Israel: A Symbol of the Groundbreaking 20th Century


The State of Israel, this year's Book World guest of honour, and the book fair's main topic, which is The Groundbreaking 20th Century, have a lot in common thematically. All the important geopolitical events of the past century had a huge and highly specific impact on this land, whose size hardly exceeding that of Moravia. And, on the other side, numerous events taking place in the region had either global implications, or have clearly affected its wider surrounding region.

This year, and the year before, the State of Israel celebrates two jubilees. In 2017 it was the 100th anniversary of the Palestine Mandate, which defined the territory of what was later to become the State of Israel, in one of the parts of the disintegrating Ottoman Empire. A territory was thus created to which Jews started returning from their two-thousand-year diaspora. And this year in mid-May, 70 years have passed since the declaration of Israeli independence.

To mark these two symbolic anniversaries, the organiser of the Book World book fair, together with the State of Israel, held a debate on the ambiguity of the Jewish state's history.

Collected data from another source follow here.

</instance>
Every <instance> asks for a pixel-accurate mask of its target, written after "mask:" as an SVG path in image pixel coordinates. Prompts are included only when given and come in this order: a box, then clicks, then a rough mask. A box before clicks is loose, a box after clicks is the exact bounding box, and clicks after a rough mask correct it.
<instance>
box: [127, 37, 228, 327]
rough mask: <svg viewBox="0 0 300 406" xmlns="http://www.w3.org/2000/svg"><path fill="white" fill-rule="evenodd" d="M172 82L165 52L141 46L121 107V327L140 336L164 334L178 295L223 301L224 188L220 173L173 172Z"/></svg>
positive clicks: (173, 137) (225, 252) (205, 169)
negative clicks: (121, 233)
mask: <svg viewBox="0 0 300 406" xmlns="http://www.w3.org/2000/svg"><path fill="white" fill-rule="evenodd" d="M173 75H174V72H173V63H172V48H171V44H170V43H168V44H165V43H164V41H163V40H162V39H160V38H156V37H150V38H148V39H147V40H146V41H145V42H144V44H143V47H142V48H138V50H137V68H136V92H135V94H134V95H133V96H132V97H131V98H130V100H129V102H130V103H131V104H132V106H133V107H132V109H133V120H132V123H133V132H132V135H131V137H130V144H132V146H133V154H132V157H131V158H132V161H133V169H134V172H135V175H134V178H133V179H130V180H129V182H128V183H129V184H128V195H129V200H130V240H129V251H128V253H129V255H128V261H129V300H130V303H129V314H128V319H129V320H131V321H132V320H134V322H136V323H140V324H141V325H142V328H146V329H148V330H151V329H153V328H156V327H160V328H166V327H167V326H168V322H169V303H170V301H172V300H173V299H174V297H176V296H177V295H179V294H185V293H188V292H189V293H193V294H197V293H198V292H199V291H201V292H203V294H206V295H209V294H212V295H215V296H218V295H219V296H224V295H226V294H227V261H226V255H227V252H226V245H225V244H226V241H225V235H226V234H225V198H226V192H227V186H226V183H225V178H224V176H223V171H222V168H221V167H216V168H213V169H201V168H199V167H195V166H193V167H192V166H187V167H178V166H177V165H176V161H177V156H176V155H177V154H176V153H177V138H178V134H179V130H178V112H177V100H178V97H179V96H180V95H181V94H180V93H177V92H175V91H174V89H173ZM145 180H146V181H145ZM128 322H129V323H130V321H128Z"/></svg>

The invited guests were a political expert from the Mendel University in Brno, who specialises on the Middle East region, Marek Čejka, translator, writer and former longstanding Czech ambassador to Israel Michael Žantovský, and scriptwriter and documentarian with focus on oral history Martin Šmok from the USC Shoah Foundation. Even though all the speakers are well-versed in Israel's history, they often slightly differed in their points of view. The ambiguity of Israel's history can probably best be illustrated by a quote from the Nobel Prize winning author Ámos Oz: "Rather than being a state, Israel is an organised dispute". And indeed, a small dispute arose among the debate's participants in the very question of whether Israel was established on national or religious basis, or, in another words, if the Jewish state 'belonged' primarily to members of the Jewish nation or the Jewish religion. According to the pundits the national aspect was somehow dominant. Nonetheless, it had also been a clash between the progressive left-wing Jewish politicians and the rigid British conservatism that was being applied in the rule of the entrusted territory. The most important thing, however, was the fact that the emerging State of Israel provided the one and only - and also truly safe - refuge to hundreds of thousands of displaced and migrating Jews burdened with the horrible trauma of the holocaust. These events tipped the ratio of the territory's population in favour of the Jewish ethnicity. The Czechs can be proud of playing an active role in the creation of the State of Israel through the former state of Czechoslovakia. This was done both through enabling the transit of some two hundred thousand Jews from the east of Europe to its western states, from which it was easier to reach the Promised Land, and also by being one of the few countries to provide open military support and supply weapons, albeit paid for in the much needed dollars, after Israel declared its independence. Most European states, including the western democracies, did not bring themselves to such undertaking or only supported Israel secretly, sometimes also through our mediation. In any case, Israel stands as an important symbol of the precipitous, groundbreaking and often contradictory 20th century.